I am using the DSS from MKL to solve the linear system of equations Ax=b, for which the resulting matrix A is sparse and not symmetric, but its structure is symmetric.
Concerning the options, I am using MKL_DSS_SYMMETRIC_STRUCTURE in the definition of the structure and MKL_DSS_INDEFINITE in the factorization.
I am using the following example (15*15 matrix in attachment) to try and solve a system considering that the matrix A is sparse. Unfortunately, the DSS solver gives an error of “MKL-DSS-DSS-Error, Zero Pivot detected”, but the matrix is non-singular.
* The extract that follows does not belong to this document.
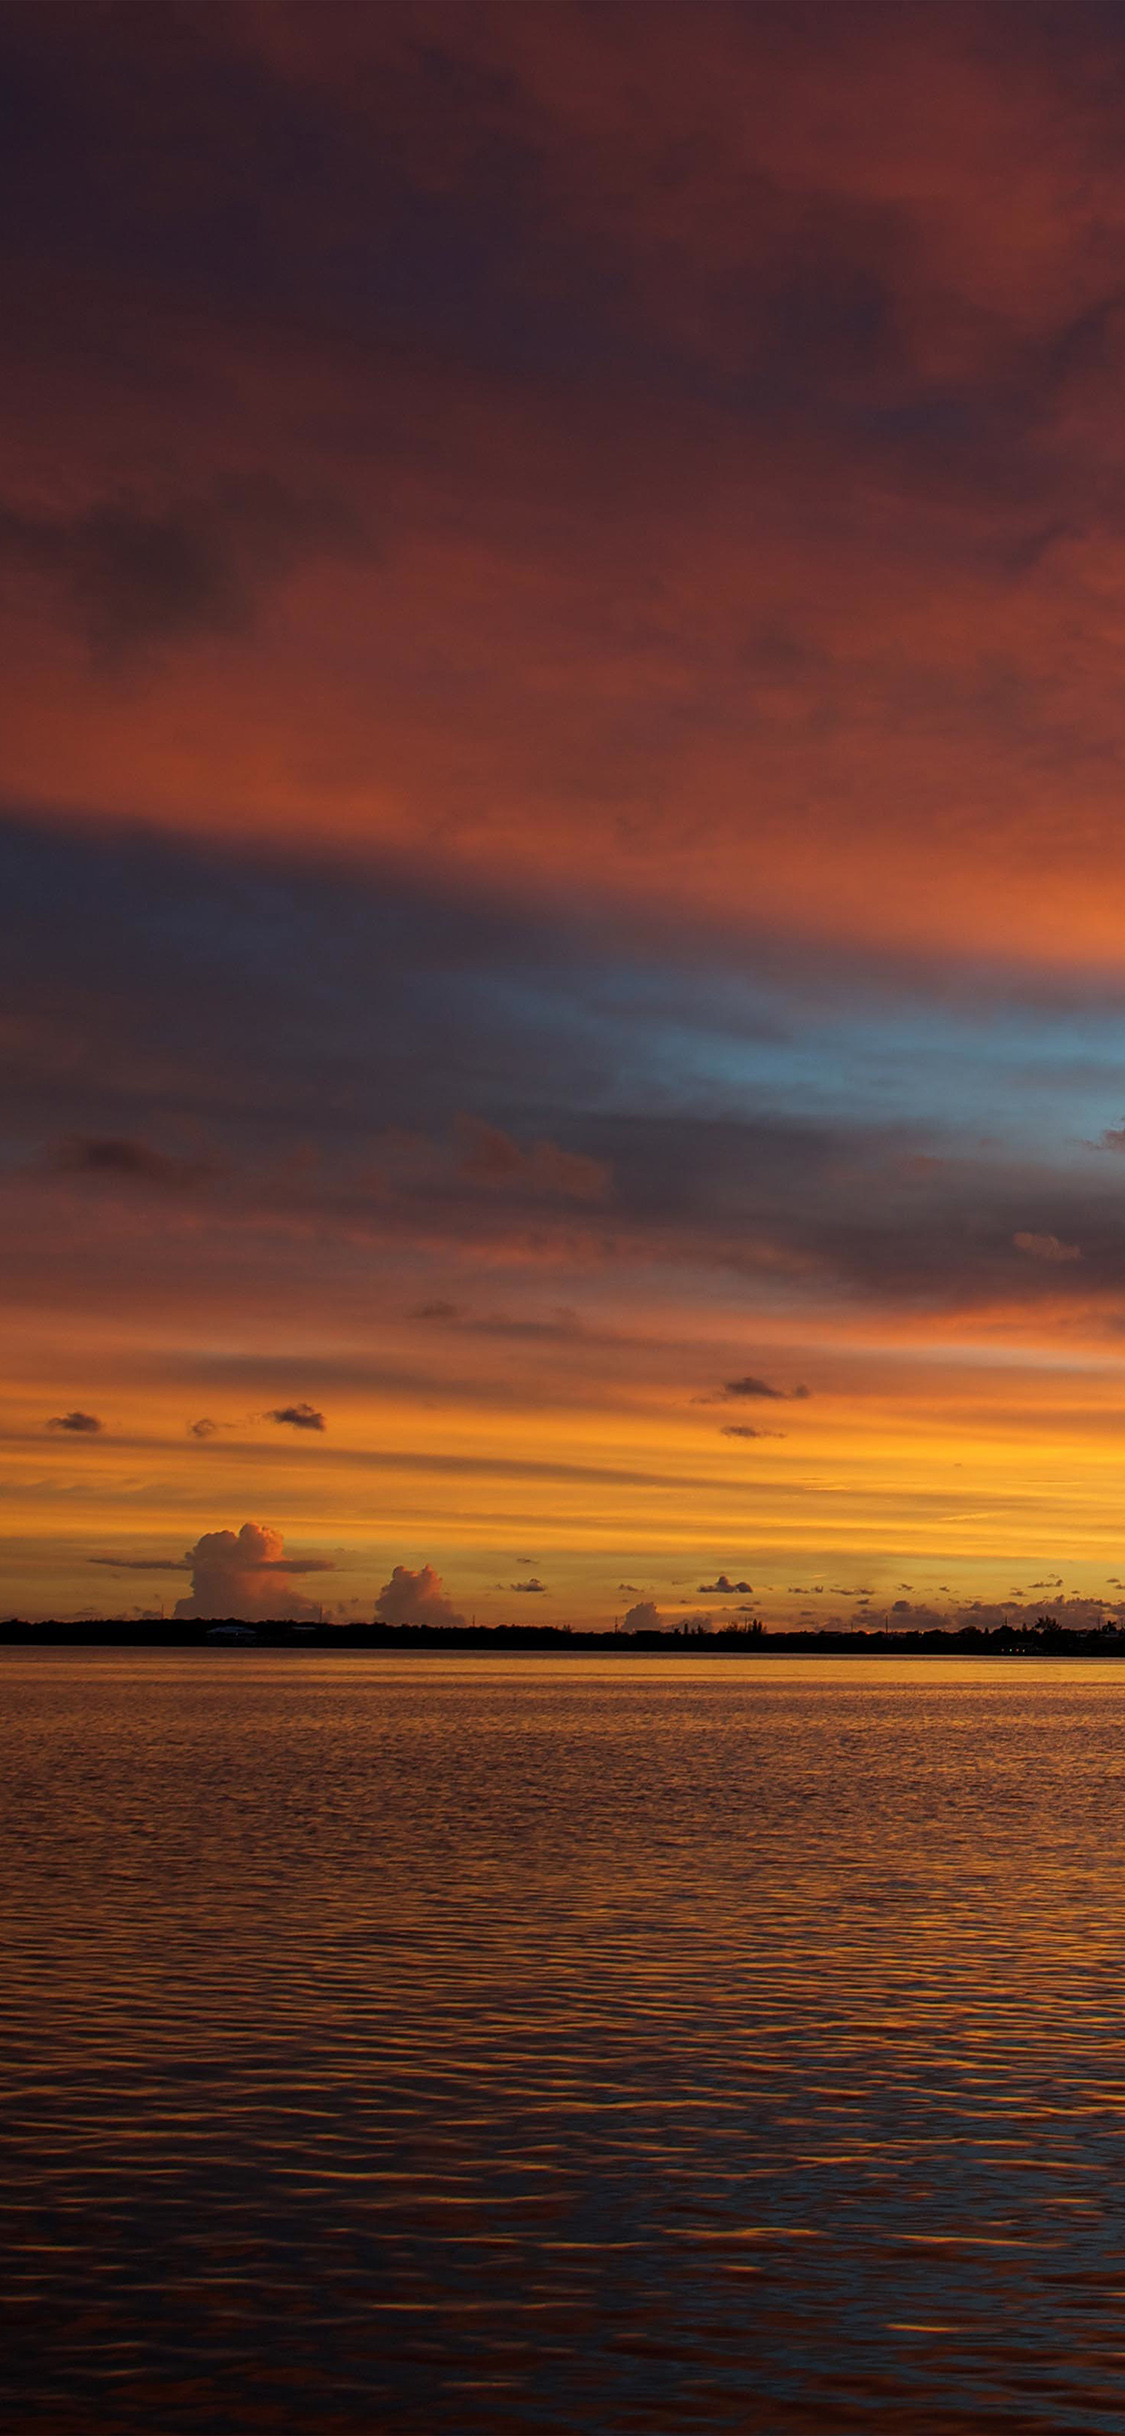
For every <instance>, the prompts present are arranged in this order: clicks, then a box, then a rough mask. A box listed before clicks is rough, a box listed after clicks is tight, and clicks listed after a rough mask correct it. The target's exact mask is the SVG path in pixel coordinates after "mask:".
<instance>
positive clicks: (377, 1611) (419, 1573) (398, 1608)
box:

The determinant of the matrix is about -3.1e+62 (calculated in excel) and I get the solution both in excel and matlab.
When I switch the definition of the matrix structure for MKL_DSS_NON_SYMMETRIC, I get the correct solution. I don’t understand why!
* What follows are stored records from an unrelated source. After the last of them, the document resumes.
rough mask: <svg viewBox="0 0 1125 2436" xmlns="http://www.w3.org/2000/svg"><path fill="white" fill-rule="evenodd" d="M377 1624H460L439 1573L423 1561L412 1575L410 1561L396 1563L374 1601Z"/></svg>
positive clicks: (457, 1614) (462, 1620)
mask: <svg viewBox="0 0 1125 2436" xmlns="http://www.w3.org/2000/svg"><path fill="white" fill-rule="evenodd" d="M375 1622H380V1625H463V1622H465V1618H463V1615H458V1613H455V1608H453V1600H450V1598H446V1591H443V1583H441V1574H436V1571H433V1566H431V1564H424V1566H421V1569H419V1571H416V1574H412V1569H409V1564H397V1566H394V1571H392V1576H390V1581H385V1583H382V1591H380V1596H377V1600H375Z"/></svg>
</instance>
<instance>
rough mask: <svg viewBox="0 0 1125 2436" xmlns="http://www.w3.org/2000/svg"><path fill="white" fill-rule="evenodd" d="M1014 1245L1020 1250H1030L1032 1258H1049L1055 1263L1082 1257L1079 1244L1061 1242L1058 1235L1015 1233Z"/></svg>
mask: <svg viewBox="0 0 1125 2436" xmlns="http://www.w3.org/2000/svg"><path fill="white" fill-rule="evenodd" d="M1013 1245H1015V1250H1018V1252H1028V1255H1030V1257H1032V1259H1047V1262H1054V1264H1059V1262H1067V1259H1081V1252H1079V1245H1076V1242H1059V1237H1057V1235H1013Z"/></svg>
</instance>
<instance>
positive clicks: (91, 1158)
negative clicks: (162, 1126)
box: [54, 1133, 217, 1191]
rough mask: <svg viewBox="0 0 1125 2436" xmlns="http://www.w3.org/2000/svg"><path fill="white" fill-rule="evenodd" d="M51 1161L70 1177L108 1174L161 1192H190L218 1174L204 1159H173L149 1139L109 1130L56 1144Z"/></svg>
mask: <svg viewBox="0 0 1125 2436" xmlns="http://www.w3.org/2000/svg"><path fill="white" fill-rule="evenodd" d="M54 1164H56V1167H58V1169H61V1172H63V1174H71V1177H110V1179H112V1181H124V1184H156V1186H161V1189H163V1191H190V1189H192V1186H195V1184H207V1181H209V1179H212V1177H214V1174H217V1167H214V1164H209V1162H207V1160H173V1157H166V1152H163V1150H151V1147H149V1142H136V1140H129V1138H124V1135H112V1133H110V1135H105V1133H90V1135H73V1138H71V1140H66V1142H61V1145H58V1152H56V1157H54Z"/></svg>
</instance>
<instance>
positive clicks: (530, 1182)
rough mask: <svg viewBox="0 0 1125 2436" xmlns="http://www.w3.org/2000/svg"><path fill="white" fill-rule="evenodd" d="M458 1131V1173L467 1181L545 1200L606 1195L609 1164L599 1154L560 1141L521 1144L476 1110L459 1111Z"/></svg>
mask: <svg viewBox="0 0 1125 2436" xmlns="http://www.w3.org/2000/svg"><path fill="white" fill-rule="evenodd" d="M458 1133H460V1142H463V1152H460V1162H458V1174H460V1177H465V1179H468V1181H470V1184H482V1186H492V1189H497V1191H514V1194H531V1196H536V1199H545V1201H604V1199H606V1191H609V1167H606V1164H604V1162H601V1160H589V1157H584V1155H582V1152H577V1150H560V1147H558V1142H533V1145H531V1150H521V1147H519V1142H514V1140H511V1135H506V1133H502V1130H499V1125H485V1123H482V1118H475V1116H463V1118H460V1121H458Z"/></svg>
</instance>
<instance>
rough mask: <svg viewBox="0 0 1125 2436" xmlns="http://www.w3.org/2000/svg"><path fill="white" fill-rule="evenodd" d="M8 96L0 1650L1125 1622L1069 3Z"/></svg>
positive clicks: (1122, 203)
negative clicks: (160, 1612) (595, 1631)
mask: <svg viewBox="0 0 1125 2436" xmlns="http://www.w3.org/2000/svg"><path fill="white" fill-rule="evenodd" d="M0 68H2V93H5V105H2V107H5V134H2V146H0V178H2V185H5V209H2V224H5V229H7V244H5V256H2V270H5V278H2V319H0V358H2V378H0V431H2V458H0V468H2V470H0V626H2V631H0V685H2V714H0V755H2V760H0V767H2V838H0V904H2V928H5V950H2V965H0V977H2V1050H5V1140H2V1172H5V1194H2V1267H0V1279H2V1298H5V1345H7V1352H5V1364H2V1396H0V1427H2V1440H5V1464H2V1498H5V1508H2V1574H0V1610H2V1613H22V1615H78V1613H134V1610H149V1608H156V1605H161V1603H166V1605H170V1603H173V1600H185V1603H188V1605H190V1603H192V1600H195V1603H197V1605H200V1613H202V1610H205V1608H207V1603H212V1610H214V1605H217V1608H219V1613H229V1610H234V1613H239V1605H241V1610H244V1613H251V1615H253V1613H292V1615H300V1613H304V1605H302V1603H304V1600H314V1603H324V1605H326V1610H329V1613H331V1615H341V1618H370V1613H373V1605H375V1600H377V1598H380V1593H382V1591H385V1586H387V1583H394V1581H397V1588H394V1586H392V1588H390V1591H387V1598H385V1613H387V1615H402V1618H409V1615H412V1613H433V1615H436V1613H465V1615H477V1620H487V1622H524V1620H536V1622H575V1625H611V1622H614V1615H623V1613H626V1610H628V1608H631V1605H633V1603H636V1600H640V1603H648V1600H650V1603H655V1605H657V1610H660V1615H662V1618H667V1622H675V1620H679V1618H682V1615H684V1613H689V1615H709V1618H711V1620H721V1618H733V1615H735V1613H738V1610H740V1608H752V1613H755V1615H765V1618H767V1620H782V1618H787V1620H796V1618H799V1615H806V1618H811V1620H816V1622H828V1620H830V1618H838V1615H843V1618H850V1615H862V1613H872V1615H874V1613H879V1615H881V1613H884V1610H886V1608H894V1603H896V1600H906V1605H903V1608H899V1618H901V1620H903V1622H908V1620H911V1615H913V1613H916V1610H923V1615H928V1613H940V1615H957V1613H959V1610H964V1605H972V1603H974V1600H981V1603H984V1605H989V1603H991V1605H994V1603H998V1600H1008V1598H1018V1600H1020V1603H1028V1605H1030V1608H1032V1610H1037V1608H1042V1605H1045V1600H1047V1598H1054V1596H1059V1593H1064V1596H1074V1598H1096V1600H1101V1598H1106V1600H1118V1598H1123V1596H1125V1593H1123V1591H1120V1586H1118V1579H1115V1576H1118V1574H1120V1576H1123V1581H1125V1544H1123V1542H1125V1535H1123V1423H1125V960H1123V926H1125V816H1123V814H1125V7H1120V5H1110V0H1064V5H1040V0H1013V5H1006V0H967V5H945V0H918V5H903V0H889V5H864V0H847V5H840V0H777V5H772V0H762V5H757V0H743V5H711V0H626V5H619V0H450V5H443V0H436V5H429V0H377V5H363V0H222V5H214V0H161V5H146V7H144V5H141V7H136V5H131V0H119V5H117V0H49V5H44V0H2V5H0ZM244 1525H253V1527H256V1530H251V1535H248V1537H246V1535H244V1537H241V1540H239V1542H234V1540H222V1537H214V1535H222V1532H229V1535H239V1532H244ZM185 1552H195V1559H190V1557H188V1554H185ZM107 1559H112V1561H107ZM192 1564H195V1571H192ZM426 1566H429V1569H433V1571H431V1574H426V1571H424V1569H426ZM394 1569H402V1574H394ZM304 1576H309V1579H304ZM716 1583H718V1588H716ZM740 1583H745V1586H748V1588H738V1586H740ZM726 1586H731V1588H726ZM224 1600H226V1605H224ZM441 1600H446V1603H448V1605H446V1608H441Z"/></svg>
In order to understand this problem I create a new subroutine. Using the initial definition of matrix structure, I give all elements of A as non-zero (dense matrix), I am not take advantage of the sparse matrix. With this structure, DSS solver gives the correct solution.
Someone can help me why I cannot use the MKL_DSS_SYMMETRIC_STRUCTURE definition in the sparse matrix structure.
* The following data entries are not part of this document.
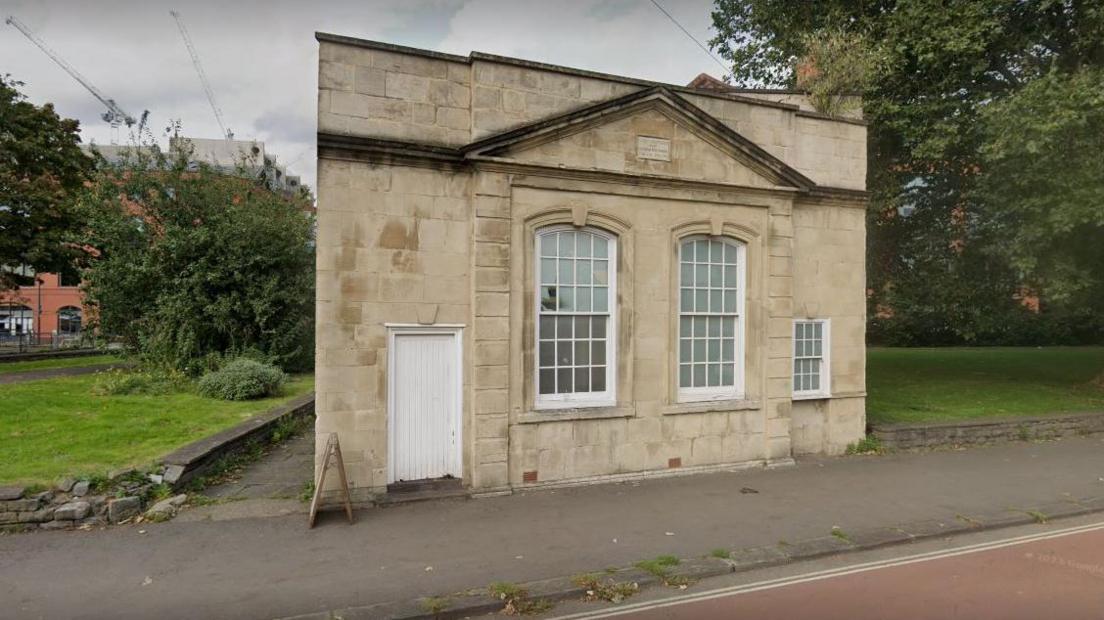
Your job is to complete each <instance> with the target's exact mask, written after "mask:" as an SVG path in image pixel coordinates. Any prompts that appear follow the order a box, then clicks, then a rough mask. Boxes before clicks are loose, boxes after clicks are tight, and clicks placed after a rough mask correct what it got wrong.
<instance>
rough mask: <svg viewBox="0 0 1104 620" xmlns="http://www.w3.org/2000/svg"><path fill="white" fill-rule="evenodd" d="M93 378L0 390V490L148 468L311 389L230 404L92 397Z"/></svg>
mask: <svg viewBox="0 0 1104 620" xmlns="http://www.w3.org/2000/svg"><path fill="white" fill-rule="evenodd" d="M95 382H96V377H95V375H82V376H74V377H61V378H51V380H44V381H33V382H26V383H17V384H10V385H2V386H0V455H2V457H0V484H7V483H23V484H31V483H43V484H49V483H52V482H54V481H55V480H57V479H59V478H63V477H66V475H75V474H105V473H106V472H107V471H108V470H112V469H119V468H125V467H142V466H147V464H150V463H151V462H152V461H153V460H155V459H157V458H158V457H161V456H163V455H166V453H168V452H170V451H172V450H173V449H176V448H179V447H180V446H183V445H185V443H189V442H191V441H194V440H197V439H200V438H202V437H205V436H208V435H211V434H213V432H216V431H219V430H222V429H224V428H227V427H231V426H233V425H235V424H237V423H240V421H242V420H244V419H246V418H248V417H251V416H253V415H255V414H258V413H261V411H264V410H266V409H268V408H270V407H273V406H274V405H276V404H278V403H280V402H284V400H287V399H288V398H291V397H294V396H298V395H300V394H305V393H307V392H310V391H311V389H314V387H315V378H314V375H298V376H294V377H291V380H290V381H289V382H288V383H287V384H285V385H284V388H283V391H282V393H280V395H279V396H276V397H273V398H266V399H262V400H246V402H240V403H233V402H229V400H215V399H212V398H204V397H202V396H199V395H197V394H191V393H178V394H171V395H168V396H142V395H129V396H94V395H93V394H92V392H91V391H92V386H93V384H94V383H95Z"/></svg>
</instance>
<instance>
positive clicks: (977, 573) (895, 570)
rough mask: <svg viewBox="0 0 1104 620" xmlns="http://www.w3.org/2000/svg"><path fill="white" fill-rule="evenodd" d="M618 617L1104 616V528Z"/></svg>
mask: <svg viewBox="0 0 1104 620" xmlns="http://www.w3.org/2000/svg"><path fill="white" fill-rule="evenodd" d="M657 602H661V601H657ZM611 611H613V610H611ZM619 617H620V618H634V619H646V620H660V619H662V620H672V619H690V618H692V619H710V618H724V619H744V618H746V619H755V620H764V619H773V618H777V619H786V620H792V619H800V618H817V619H834V618H838V619H841V620H862V619H867V618H888V619H893V620H905V619H913V618H917V619H921V618H922V619H928V618H936V619H941V620H942V619H952V618H969V619H972V620H973V619H988V618H1000V619H1025V620H1027V619H1030V620H1065V619H1104V530H1096V531H1093V532H1085V533H1075V534H1068V535H1063V536H1061V537H1054V538H1049V539H1043V541H1034V542H1028V543H1022V544H1018V545H1013V546H1007V547H1001V548H996V549H990V550H980V552H975V553H967V554H962V555H955V556H952V557H942V558H937V559H930V560H924V562H916V563H912V564H904V565H896V566H889V567H884V568H877V569H872V570H867V571H861V573H852V574H849V575H841V576H836V577H829V578H822V579H816V580H806V581H799V582H795V584H792V585H785V586H781V587H774V588H768V589H761V590H755V591H747V592H742V594H739V592H737V594H731V595H724V596H722V597H720V598H713V599H707V600H697V601H694V600H690V601H686V602H681V603H678V605H676V606H672V607H662V608H655V609H644V610H639V611H636V612H634V613H630V614H627V616H619Z"/></svg>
Both subroutines are in attachment.
Yes, we confirmed that this is the bug and the cause of the problem has been found. How important this issue is for you? Can you use the MKL_DSS_NON_SYMMETRIC case as a temporarily workaroud? we expect no performance degradation in that case.
Thank you for your quick response. I have not problem to use the option MKL_DSS_NON_SYMMETRIC and I check yesterday that the performance is not affected with a simple problem.